BitTorrent (BT) is a network protocol that supports peer to peer (P2P) sharing, used particularly to transfer large files between users. The files are downloaded in pieces that come from different users simultaneously, which makes the download faster than if the file were pulled from only one location.
BitTorrent protocols move 40% to 60% of internet traffic every day. It's estimated that BitTorrent has more users than Facebook and YouTube combined. So torrents are a substantial presence on the Internet. Even though part of what is downloaded via BT is not ethical to share, the technology itself should not be considered in a negative light. BitTorrent makes transferring more efficient and increases the availability of materials which are meant to be shared.

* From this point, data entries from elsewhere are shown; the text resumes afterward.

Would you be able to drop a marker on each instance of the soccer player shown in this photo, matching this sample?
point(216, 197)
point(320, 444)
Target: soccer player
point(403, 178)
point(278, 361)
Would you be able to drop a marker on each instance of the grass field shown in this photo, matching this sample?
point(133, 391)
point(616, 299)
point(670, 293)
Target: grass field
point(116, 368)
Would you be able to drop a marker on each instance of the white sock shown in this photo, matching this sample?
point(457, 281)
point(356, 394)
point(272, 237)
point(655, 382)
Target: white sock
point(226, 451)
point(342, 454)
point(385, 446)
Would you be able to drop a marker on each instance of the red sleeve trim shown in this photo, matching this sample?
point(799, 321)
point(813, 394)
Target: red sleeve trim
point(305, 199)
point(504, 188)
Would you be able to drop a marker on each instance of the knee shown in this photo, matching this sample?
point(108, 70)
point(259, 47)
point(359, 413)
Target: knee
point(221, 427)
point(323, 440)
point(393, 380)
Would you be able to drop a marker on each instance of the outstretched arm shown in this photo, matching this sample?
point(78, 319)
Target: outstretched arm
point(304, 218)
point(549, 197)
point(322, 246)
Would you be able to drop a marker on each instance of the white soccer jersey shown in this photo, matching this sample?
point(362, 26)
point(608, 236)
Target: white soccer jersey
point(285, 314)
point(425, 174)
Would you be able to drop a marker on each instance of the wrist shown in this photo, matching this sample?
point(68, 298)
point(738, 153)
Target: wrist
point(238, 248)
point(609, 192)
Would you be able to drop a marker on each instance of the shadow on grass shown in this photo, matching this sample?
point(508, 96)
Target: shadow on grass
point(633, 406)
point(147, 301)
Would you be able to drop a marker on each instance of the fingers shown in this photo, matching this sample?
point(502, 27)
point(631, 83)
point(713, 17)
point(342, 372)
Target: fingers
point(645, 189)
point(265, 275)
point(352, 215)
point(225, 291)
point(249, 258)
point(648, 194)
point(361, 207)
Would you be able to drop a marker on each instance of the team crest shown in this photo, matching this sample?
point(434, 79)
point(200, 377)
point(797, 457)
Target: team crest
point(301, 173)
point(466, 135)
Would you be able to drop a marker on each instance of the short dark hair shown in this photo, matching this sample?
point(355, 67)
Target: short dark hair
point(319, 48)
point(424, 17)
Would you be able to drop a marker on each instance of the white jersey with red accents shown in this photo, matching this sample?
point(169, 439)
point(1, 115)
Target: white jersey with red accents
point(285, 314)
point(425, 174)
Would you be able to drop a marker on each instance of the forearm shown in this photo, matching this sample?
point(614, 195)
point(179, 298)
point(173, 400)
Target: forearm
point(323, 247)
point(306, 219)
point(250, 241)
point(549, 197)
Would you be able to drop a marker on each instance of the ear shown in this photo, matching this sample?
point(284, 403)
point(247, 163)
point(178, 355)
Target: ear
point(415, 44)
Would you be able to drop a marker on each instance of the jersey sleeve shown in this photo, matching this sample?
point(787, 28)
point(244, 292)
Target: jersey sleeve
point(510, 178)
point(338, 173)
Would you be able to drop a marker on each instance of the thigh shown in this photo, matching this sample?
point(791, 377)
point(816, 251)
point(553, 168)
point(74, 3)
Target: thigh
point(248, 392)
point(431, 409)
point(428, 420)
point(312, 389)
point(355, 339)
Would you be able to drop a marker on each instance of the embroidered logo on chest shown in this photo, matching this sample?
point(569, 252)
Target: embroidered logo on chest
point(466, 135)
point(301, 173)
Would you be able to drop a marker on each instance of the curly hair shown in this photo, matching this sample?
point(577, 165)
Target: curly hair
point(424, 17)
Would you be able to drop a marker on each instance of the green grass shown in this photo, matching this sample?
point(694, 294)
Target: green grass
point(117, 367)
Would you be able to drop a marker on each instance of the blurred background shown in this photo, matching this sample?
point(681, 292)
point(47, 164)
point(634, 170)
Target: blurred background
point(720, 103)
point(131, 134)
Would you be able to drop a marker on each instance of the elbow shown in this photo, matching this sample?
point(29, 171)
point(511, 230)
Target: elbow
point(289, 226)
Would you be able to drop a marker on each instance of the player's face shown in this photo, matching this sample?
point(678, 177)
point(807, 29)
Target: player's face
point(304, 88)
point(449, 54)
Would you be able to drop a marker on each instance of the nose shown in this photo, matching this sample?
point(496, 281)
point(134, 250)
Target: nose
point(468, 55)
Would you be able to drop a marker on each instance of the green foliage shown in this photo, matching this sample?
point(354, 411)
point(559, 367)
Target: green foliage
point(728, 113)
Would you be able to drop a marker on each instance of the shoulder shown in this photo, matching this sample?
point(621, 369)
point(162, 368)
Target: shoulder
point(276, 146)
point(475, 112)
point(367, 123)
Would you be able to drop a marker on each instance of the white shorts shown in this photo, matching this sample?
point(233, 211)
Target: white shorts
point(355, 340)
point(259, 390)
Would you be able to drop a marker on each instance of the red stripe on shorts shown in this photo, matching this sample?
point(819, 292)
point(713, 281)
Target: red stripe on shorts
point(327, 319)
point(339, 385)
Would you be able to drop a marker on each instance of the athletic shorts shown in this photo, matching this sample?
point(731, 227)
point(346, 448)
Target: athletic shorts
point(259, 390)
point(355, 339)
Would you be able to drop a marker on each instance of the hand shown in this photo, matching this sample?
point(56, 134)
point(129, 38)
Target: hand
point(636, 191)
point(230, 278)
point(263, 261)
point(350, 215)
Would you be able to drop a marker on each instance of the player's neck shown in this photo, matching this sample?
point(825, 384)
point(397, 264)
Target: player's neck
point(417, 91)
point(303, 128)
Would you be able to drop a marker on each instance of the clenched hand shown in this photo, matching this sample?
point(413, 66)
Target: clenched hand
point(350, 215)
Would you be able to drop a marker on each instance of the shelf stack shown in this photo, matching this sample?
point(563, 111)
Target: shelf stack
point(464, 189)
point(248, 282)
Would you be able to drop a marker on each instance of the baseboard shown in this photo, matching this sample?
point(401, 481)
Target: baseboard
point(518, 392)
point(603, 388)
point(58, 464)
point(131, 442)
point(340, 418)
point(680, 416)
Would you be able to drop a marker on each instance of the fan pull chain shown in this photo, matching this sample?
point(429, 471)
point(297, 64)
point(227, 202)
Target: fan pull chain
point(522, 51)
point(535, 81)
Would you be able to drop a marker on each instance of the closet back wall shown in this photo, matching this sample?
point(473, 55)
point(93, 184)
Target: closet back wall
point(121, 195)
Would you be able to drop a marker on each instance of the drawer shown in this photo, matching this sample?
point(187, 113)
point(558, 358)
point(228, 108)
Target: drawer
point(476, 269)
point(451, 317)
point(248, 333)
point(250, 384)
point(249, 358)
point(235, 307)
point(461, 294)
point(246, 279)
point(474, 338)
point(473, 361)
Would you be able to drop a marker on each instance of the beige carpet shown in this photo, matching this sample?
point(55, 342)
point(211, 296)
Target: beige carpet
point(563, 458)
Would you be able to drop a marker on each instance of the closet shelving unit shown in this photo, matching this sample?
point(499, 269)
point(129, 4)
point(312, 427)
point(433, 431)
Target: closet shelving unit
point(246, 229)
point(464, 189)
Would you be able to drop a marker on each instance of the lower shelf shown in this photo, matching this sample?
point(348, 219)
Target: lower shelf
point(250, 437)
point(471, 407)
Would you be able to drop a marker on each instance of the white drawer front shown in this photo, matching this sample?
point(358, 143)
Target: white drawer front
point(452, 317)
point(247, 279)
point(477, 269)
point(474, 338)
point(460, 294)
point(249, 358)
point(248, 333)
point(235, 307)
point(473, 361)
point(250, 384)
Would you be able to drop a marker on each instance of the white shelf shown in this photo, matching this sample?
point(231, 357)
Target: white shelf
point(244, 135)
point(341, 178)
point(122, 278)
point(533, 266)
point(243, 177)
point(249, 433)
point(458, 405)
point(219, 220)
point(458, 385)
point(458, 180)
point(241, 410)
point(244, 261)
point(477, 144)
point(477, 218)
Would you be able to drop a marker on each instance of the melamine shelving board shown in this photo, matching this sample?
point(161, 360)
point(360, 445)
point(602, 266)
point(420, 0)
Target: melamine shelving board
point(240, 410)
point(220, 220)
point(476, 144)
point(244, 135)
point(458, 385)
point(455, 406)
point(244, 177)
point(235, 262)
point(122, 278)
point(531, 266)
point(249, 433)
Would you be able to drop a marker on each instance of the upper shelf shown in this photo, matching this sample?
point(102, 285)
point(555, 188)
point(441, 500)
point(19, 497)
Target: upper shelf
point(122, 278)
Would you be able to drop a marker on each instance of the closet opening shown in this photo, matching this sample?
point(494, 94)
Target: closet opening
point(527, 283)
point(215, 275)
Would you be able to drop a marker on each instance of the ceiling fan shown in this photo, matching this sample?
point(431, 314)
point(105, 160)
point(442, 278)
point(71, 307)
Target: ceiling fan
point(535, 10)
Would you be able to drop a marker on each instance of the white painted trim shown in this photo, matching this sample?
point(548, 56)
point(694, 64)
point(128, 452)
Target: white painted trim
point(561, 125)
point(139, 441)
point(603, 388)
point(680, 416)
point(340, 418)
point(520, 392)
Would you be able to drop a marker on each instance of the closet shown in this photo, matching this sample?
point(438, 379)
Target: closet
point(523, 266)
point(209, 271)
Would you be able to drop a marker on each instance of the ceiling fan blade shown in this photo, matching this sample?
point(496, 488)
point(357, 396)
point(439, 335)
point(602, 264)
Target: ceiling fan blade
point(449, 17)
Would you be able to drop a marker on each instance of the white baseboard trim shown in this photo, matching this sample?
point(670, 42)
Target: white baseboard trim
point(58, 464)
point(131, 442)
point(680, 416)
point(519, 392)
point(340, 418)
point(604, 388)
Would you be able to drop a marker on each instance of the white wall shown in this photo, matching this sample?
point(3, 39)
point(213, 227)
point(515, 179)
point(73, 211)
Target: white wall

My client opens and parses a torrent file to get information about a file that it intends to download. It then connects to the tracker specified in the torrent file to obtain a list of peers who have parts or all of the file. From this list, it chooses 3 peers at random to connect to. The client implements the BitTorrent Protocol to communicate with the peers and negotiate the transfer of the file's pieces. When all the pieces have been received, the original file is reassembled on disk. The application is entirely written in Python.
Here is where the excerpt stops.